Les phares de France, vus depuis la mer

Il existe deux façons de regarder un phare. Depuis la terre, il devient un monument, un but de promenade, un point haut que l’on gravit pour le panorama. Depuis la mer, il redevient ce pour quoi il a été conçu : un outil de navigation, un repère vital, parfois un avertissement silencieux. Pour un plaisancier, la rencontre avec un phare commence toujours bien avant l’arrivée. Elle se prépare sur la carte, se confirme dans la météo, s’affine à la lecture de la mer. Et c’est précisément cette approche par l’eau qui donne tout son sens à la visite, ou parfois à la simple contemplation, de ces tours emblématiques du littoral français.

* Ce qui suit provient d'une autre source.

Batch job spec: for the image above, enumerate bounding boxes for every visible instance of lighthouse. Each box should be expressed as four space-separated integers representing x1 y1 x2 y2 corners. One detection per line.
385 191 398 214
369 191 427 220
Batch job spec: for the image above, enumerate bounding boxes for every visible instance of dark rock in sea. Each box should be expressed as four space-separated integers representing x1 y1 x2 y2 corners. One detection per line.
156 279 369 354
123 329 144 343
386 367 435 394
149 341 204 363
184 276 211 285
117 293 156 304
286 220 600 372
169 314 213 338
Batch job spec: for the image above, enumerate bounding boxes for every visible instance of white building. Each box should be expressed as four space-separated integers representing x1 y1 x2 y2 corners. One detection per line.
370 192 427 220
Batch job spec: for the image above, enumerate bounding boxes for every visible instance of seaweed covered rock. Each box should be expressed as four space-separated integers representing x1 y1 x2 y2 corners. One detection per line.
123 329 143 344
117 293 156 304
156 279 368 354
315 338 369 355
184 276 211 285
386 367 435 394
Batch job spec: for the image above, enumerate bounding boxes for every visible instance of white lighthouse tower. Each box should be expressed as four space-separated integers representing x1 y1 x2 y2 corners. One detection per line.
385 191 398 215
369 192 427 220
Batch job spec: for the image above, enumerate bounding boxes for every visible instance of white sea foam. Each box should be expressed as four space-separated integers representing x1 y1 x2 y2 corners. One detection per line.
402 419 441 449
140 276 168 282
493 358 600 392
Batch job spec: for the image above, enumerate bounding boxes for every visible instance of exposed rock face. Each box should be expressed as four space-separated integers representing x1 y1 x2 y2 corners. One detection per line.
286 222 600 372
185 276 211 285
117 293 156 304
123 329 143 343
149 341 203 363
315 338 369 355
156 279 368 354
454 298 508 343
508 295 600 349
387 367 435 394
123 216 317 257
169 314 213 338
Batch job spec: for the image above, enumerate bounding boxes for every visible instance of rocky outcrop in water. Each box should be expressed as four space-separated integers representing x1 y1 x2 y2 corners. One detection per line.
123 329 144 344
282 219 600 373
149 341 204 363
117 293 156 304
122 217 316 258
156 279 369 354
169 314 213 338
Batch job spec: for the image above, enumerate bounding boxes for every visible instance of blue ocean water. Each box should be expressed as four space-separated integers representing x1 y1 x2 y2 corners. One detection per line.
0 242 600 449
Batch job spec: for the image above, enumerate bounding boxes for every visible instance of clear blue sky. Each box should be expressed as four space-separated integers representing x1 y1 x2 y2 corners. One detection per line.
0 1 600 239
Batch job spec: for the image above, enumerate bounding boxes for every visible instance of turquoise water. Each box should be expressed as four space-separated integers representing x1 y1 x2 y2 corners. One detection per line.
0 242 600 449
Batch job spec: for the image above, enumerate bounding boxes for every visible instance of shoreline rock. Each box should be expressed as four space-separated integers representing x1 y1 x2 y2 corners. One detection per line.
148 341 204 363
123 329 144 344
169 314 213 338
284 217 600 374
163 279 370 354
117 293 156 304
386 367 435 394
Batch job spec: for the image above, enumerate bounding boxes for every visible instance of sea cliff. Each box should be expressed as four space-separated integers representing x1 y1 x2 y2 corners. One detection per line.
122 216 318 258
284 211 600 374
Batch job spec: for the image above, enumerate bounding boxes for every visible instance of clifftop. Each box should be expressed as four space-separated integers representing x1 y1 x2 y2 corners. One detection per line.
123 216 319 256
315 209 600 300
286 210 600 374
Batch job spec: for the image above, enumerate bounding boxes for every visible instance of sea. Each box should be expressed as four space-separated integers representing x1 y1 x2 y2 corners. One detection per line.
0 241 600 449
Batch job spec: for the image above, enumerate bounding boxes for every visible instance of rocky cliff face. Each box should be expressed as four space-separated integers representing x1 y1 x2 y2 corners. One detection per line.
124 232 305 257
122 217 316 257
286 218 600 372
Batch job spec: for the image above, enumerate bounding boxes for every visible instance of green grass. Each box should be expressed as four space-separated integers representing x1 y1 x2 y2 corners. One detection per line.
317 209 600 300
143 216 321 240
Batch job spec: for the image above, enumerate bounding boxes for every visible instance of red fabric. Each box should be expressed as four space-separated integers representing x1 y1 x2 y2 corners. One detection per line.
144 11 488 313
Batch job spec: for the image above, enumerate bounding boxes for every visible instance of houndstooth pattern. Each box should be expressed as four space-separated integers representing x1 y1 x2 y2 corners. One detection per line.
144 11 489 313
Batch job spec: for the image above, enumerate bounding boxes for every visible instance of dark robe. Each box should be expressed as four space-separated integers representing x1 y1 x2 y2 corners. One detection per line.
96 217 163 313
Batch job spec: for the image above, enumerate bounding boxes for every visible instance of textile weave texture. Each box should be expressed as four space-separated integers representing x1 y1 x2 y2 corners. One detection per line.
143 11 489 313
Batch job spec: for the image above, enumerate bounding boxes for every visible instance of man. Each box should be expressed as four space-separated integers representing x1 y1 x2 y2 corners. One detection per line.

Naviguer vers un phare, c’est accepter une logique différente de celle du tourisme classique. Certains sont ouverts au public, d’autres totalement inaccessibles à pied, d’autres encore se visitent uniquement à certaines heures, dictées par la marée ou l’état de la mer. Tous racontent une histoire où l’architecture, la géographie et la navigation sont intimement liées. À travers quelques phares majeurs, de l’Atlantique à la Manche, se dessine une autre lecture du littoral, plus technique, plus exigeante, mais infiniment plus riche.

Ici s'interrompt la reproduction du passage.